Wednesday, May 03, 2017

Random Ansible stuff -- commenting out variables

I am currently learning Ansible.  This is due to the fact that I realized I had to have a way to simultaneously configure many servers: I was up to using 6 (six) virtual centOS servers to learn glusterfs and manually coniguring each one was geting troublesome.  Anyhow I think I am a week into this already.

Todays lesson is: How to replace variables with comments on top.  This is a personal favorite style of mine, specifically in the form:

   # Previous value was VAR=value changed 20170504
   VAR=newvalue

I use this variable A LOT, in fact on all of my configuration changes whenever I can. 

Here are two examples from my personal tests.

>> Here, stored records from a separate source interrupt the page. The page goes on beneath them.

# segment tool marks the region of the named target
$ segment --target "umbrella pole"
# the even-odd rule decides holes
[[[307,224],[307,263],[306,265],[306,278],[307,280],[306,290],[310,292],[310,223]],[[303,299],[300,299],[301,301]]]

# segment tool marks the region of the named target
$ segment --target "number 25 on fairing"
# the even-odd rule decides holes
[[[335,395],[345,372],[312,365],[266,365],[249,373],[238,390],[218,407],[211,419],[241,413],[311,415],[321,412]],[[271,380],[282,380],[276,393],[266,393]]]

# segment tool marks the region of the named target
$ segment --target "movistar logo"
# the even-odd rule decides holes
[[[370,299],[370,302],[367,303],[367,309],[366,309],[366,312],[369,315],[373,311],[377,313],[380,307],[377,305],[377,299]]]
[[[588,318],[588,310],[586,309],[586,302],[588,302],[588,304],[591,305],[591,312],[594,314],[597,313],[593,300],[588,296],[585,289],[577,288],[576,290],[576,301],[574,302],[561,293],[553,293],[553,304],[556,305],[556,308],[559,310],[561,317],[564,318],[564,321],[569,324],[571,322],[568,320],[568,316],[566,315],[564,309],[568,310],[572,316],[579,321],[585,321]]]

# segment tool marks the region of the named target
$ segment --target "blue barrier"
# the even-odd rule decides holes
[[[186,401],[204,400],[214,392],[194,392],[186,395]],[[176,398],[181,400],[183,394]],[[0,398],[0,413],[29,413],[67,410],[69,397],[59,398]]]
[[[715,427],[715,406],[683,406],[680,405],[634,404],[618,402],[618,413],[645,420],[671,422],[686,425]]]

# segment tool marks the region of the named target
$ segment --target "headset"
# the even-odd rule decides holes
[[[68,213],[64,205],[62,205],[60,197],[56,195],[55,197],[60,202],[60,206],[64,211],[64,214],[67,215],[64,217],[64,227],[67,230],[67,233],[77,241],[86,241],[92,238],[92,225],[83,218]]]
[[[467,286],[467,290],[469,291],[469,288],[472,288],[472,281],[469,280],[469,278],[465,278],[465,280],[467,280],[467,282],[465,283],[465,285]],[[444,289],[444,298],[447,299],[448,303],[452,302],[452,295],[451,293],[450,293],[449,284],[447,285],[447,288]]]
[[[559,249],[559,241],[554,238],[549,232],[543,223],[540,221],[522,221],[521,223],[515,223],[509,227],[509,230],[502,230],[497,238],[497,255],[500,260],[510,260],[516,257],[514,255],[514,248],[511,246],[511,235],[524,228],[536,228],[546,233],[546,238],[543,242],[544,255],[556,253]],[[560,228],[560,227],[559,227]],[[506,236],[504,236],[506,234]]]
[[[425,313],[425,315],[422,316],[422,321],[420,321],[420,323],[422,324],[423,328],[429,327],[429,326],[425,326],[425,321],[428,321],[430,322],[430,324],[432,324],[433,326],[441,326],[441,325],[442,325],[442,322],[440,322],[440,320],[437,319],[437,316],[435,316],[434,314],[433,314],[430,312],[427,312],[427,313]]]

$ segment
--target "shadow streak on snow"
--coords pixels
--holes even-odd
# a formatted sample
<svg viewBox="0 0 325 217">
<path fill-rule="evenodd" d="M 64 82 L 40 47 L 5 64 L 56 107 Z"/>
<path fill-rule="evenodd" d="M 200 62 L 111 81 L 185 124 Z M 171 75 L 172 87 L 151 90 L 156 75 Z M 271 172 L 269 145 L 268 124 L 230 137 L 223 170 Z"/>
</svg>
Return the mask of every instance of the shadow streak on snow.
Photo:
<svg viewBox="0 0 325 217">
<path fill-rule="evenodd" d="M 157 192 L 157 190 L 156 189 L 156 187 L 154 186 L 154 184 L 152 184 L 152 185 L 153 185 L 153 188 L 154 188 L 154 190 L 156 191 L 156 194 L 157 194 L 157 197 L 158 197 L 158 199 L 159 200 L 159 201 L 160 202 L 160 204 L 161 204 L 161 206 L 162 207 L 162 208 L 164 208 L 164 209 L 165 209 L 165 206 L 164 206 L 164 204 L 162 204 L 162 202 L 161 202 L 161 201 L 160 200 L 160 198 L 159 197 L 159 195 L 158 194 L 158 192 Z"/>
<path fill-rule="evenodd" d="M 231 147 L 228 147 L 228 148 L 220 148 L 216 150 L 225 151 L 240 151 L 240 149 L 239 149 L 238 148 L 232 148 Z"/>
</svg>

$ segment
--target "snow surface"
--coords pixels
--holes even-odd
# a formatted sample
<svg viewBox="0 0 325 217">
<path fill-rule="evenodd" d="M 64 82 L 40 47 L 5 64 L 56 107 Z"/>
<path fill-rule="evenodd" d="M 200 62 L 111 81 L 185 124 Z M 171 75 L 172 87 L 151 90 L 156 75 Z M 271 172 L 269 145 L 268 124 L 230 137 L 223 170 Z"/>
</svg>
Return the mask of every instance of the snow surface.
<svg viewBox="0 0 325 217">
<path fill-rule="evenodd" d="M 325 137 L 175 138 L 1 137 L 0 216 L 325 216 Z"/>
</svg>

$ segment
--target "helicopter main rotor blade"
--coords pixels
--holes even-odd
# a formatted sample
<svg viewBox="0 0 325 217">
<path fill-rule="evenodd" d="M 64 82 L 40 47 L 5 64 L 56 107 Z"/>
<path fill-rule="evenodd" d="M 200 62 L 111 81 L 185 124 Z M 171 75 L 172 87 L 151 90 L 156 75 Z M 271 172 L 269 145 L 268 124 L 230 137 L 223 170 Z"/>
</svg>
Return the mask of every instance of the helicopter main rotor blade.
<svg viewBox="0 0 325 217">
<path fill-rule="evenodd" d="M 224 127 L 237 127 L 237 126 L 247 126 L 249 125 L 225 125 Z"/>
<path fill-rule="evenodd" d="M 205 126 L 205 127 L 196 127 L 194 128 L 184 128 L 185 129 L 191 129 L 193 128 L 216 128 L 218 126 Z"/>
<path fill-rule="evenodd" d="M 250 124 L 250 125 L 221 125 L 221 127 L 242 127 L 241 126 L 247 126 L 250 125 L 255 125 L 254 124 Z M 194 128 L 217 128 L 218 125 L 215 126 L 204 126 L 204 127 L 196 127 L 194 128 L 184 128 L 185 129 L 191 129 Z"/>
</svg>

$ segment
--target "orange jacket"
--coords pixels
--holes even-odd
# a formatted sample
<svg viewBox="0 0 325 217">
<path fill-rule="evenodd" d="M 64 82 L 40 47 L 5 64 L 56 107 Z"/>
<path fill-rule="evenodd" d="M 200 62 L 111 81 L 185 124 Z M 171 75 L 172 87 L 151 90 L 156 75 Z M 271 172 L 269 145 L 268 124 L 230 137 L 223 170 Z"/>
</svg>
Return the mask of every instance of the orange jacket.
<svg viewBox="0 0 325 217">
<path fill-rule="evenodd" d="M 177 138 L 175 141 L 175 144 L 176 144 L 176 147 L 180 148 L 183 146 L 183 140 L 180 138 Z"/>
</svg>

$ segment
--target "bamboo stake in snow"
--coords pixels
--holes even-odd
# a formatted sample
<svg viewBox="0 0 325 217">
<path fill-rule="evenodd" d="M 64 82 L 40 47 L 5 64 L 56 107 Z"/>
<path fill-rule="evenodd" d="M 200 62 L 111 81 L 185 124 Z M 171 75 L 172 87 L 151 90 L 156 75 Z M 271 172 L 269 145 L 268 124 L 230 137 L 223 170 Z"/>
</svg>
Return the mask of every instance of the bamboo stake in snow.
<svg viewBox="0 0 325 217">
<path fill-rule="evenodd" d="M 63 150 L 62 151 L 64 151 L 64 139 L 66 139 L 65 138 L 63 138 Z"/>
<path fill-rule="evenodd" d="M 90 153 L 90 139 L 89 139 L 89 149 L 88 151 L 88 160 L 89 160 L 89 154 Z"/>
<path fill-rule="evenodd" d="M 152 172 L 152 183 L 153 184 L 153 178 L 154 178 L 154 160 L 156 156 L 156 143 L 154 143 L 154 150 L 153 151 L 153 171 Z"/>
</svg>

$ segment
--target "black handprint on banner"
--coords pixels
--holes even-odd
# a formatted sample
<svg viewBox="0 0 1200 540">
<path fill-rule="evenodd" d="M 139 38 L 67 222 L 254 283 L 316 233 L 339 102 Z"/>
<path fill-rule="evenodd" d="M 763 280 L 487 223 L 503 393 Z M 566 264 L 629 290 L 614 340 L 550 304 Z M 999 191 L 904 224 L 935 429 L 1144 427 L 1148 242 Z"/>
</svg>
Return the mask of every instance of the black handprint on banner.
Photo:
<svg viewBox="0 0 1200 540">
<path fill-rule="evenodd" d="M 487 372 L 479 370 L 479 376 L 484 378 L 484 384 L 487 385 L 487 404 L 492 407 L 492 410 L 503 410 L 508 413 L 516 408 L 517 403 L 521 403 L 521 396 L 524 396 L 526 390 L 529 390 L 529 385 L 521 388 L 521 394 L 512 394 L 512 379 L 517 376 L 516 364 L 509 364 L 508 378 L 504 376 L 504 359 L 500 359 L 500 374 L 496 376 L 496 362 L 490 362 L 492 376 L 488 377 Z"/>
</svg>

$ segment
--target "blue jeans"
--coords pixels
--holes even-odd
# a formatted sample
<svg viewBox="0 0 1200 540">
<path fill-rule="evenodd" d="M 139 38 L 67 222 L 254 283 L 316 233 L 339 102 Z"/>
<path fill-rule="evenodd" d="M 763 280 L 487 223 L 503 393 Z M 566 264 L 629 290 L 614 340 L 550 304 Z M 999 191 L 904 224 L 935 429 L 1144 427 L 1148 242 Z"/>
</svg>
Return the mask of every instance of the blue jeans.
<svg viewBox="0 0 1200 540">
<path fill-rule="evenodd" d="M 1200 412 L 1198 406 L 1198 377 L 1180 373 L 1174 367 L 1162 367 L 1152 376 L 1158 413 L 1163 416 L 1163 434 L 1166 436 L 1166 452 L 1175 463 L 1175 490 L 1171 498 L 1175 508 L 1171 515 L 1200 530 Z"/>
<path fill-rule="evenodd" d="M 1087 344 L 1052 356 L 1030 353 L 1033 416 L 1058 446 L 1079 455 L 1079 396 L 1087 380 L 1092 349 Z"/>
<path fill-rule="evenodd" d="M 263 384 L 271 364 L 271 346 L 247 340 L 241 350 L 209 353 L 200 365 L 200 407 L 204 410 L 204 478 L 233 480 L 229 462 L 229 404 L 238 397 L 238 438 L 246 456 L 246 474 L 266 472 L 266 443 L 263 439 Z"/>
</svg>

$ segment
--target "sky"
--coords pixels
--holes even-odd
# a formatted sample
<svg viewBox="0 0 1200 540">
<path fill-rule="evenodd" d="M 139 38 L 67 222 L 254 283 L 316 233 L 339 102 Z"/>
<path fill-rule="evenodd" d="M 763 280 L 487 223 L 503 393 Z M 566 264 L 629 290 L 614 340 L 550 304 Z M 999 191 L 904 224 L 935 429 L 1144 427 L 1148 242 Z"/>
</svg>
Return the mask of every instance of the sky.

One way is to simply use newlines:

         This task:
         ====================================================
         - name: positional backrefs embedded newline hacks
           lineinfile:
              dest: /tmp/testconfig.cfg
              regexp: '^(TESTCONFIGVAR9)=(.*)'
              line: '# \1 modified {{mod_timestamp_long}}
                    \n# \1 = (old value was) \2
                    \n\1=newvalue'
              backrefs: yes
              state: present
         ====================================================
         Produces this output:
         ====================================================
         # TESTCONFIGVAR9 modified 20170504T001157
         # TESTCONFIGVAR9 = (old value was) test
         TESTCONFIGVAR9=newvalue
         ====================================================


Another way is to split up the task:

         These tasks:
         ====================================================
         - name: another attempt at custom mod notes, step 1
           lineinfile:
              dest: /tmp/testconfig.cfg
              regexp: '^(TESTCONFIGVAR6=.*)'
              line: '# OLD VALUE: \1 {{ mod_timestamp_long }}'
              backrefs: yes
         - name: another attempt at custom mod notes, step 2
           lineinfile:
              dest: /tmp/testconfig.cfg
              insertafter: '# OLD VALUE: '
              line: 'TESTCONFIGVAR6=blahblahblah'
         ====================================================
         Result in this output:
         ====================================================
         # OLD VALUE: TESTCONFIGVAR6=test 20170504T001157
         TESTCONFIGVAR6=blahblahblah
         ====================================================


If anybody is reading this, I am open to suggestions (since I am still learning this at the moment).